Benjamin T. Hacker was born September 19, 1935 in Washington, D.C. He was a graduate of Wittenberg University in Springfield, Ohio, in 1957 with a B.A. Degree in Science. After completing Aviation Officer Candidate School in Pensacola, Florida in September 1958, he was commissioned Ensign and subsequently received the designation of Naval Flight Officer. Rear Admiral Hacker's experience as a Tactical Coordinator in P2V "Neptune" and P3C "Orion" aircraft included numerous operational assignments in the far reaches of the Atlantic and Pacific Oceans and Mediterranean Sea.
He took command of the U.S. Naval Facility, Barbados, West Indies in 1968. In 1972 he established the Naval ROTC Unit at Florida A & M University, Tallahassee, Florida and served as the first Commanding Officer and Professor of Naval Science of this unit. In 1974 he became Commanding Officer of Patrol Squadron TWENTY-FOUR, a P3C "Orion" Squadron stationed in Jacksonville, Florida.
In June 1978 he completed studies in National Security Policy at the Industrial College of the Armed Forces, and earned a Masters of Science Degree in Administration from George Washington University in Washington, D.C. In August 1978 he was assigned as Commanding Officer, Naval Air Station, Brunswick, Maine.

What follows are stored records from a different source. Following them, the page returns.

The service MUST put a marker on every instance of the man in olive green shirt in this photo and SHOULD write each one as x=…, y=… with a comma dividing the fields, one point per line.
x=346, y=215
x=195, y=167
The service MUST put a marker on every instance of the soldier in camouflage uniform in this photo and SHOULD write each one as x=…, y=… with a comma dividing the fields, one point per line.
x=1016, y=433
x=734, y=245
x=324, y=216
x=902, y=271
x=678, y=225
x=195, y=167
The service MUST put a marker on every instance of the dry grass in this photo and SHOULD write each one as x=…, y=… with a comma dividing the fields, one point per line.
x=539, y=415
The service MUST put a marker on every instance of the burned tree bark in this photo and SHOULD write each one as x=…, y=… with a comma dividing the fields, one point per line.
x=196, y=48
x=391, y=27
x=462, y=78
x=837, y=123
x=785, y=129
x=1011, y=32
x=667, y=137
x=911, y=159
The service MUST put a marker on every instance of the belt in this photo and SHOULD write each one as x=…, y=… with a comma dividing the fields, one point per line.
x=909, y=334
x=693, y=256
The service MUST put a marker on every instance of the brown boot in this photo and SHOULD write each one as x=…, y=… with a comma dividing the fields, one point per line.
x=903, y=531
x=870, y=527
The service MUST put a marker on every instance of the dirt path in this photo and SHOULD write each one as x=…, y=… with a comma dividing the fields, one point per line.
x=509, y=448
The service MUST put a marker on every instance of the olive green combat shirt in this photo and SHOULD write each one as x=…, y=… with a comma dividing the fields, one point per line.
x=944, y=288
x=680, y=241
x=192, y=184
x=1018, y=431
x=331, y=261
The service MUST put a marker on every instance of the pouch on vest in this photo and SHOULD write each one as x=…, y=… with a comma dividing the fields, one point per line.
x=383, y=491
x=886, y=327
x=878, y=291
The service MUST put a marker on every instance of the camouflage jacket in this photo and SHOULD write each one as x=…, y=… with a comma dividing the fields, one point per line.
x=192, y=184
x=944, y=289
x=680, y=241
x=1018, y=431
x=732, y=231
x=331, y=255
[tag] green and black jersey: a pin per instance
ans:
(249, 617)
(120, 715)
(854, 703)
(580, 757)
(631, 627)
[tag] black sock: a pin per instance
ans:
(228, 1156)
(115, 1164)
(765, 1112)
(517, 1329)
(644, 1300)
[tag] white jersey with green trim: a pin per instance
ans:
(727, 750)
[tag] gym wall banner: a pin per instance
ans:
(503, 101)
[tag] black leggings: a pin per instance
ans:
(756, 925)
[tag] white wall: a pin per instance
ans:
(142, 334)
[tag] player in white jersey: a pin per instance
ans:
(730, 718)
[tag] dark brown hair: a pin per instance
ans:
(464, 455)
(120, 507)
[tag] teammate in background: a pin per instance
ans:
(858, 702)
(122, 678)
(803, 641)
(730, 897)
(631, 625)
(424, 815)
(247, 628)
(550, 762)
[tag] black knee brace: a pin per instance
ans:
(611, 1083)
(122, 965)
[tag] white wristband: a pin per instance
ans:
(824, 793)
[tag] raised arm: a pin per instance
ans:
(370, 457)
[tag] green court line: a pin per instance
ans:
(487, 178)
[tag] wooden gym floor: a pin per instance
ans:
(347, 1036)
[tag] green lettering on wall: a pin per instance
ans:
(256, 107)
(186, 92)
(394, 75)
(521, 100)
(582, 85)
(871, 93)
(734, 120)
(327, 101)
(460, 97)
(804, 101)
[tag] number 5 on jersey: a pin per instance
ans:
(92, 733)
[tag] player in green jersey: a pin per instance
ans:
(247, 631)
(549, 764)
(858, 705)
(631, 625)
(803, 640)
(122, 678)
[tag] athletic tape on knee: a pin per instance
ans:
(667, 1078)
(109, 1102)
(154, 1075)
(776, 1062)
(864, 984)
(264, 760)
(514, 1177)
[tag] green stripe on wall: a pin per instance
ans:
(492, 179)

In 1980 Rear Admiral Hacker was selected for flag rank, and assumed duties as Commander, U.S. Military Enlistment Processing Command with headquarters in Fort Sheridan, Illinois. In 1982 he became Commander Fleet Air Mediterranean; Commander Maritime Surveillance and Reconnaissance Forces, Sixth Fleet; and Commander Maritime Air Forces Mediterranean with headquarters in Naples Italy. In 1988, at the completion of his assignment as Commander Naval Base San Diego, Rear Admiral Hacker retired from the U.S. Navy.
Rear Admiral Hacker was the first Naval Flight Officer to be selected for Flag Rank in the United States Navy. He held ten commands over the course of his 30 year military career. Included among Rear Admiral Hacker's personal decorations include the Defense Superior Service Medal, the Legion of Merit with three Gold Stars, and the Meritorious Service Medal.
After retiring from the Navy, he served with USAA as assistant vice president for policy service at the organization's western regional office in Sacramento.
In the early 1990s, at the request of then Governor Pete Wilson he served for one year as director of the California Department of Veterans Affairs and then rejoined USAA as regional vice president and general manager of its western region. He moved to San Antonio in his next post in December 1995.
He also held posts as Regional Senior Vice President/General Manager in the company's Mid-Atlantic Region headquartered in Norfolk, Virginia. Rear Admiral Hacker retired from USAA in 1998 but continued to serve on various local and national Boards.
In December of 2003 Rear Admiral Hacker passed away from complications relating to Leukemia which he battled for 12 years.